Trabalho de novos coreógrafos começa a ganhar espaço

Acompanho a produção de dança contemporânea do Rio Grande do Sul de maneira mais efetiva desde final dos anos 80, quando comecei a estudar teatro. Naquela época, comecei a me fascinar por criadores como Carlota Albuquerque (Terpsí), Guelho Menezes (Balleto), Dagmar Dornelles, e logo mais por Andréa Druck, Ivan Motta, Eva Schul, Jussara Miranda. Passados quase 20 anos dessa história, alguns não mais atuam no cenário da dança e, que bom, outros prosseguiram ativos.
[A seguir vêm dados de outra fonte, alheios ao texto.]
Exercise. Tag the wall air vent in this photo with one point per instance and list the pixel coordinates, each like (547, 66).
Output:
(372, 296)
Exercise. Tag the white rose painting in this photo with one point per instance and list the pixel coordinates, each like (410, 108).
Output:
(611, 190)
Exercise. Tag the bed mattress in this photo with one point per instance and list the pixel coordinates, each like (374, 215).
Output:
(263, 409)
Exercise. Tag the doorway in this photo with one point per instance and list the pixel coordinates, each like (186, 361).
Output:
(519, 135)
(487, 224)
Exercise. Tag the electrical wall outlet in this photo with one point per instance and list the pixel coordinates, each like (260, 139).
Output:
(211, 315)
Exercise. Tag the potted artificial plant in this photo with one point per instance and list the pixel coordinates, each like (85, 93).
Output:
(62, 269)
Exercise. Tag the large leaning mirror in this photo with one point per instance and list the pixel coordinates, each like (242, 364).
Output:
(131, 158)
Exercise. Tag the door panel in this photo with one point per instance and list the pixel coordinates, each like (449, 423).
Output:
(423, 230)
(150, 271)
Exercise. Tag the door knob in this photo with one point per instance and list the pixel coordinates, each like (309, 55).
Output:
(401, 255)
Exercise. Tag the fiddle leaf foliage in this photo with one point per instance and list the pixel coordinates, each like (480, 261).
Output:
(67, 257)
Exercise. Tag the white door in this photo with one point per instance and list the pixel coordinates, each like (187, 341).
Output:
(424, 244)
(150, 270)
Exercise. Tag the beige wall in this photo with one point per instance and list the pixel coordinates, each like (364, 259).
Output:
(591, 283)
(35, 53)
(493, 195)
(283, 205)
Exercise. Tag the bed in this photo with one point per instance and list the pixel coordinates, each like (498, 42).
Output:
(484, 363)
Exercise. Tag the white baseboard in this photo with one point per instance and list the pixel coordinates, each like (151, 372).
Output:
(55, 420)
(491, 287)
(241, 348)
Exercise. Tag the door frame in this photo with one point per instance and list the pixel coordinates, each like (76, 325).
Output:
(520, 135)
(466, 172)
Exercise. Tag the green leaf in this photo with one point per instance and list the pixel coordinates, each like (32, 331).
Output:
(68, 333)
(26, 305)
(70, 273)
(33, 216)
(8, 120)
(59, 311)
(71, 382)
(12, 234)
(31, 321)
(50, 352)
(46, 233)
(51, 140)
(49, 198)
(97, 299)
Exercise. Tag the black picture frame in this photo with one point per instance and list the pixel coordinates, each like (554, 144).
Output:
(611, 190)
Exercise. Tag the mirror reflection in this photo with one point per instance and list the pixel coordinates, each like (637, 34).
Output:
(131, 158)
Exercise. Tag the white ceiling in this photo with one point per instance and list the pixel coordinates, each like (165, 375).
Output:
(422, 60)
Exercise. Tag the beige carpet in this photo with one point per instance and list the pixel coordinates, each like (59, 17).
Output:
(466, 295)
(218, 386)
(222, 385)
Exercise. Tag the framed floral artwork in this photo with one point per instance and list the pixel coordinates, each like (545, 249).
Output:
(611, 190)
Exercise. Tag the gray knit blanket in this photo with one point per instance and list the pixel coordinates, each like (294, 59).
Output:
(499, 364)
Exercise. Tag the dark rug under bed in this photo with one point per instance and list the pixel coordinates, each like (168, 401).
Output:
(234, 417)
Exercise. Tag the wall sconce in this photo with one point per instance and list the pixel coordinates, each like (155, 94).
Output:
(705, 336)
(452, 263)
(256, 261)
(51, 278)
Acredito num contexto cultural nutrido pelo fluxo artístico que se dá entre tradições e rupturas, e, por isso, ao reconhecer que uma certa tradição em dança sedimentada, eu vinha tendo dificuldade de ver uma nova geração mostrar a sua cara, em pleno século XXI.

Sim, na década de 90 apareceram, assim como eu, outros coreógrafos e coreógrafas se aventurando neste cenário. Eduardo Severino, Tatiana da Rosa, Cibele Sastre, Luciana Paludo, Heloísa Bertolli, Luciane Coccaro, todos que transitaram como bailarinos e alunos naquela época da qual comecei falando. Uma espécie de geração de transição que, nutrida em escolas, grupos e companhias tradicionais do Estado, procurava (errando ou acertando), novas linguagens, novos modos de operar, enfim, artistas que se permitiram arriscar – tarefa difícil para o que já se estabeleceu e indispensável para que a arte possa desfrutar de outras condições de possibilidade. Mas essa “transição”, no meu ponto de vista, já estava ficando um pouco prolongada demais e eu sentia necessidade de algo que pudesse mostrar a reverberação de todo esse contexto, seja no seu prolongamento, no seu desdobramento, na sua negação, na sua re-elaboração.

Então, é com muita satisfação que de 2007 pra cá começo a perceber a movimentação de jovens criadores que começam a mostrar a sua casa. Em comum talvez só tenham o fato de terem vinte e pouco anos e se autorizarem a investir na criação em dança aqui por estes pagos. Nos seus trabalhos eles e elas trazem propostas estéticas diferenciadas, perspectivas muito particulares e conexões singulares.

Inicio de largada falando de três criadoras, o que já é um diferencial do trabalho A3 (foto1). Uma produção colaborativa de Juliana Vicari, Thaís Alves e Carol Laner, intérpretes e coreógrafas. As três são graduadas no curso de Graduação em Dança da Universidade Estadual do Rio Grande do Sul (Fundarte/UERGS), com consistentes, criativas e sensíveis pesquisas na área de criação. A montagem foi apresentada na Sala Álvaro Moreyra, em apenas três noites de junho, e conseguiu um resultado muito além da justaposição dos trabalhos acadêmicos de cada uma, em cena. O trio potencializou as questões presentes no trabalho de cada uma: a improvisação, as propostas de tarefas, o estado de presença cênica, o jogo, as muitas percepções destes corpos. O resultado é inteligente, cheio de uma dignidade (e sei que esta palavra pode estar meio esquecida, mas faz toda diferença no nosso mundo de hoje), traduzindo intérpretes que, na sua jovialidade, revelam-se maduras, honestas e totalmente “donas” da proposta. Tão “donas” que as explícitas referências à estética (e ética) do pessoal da Judson Church, encontram uma expressão muito pessoal, com uma assinatura muito delas. São corpos dispostos a arriscar, mas com a segurança e domínio para isto, como traduz a deliciosa cena em que com um colchão no meio do palco elas literalmente deitam e rolam.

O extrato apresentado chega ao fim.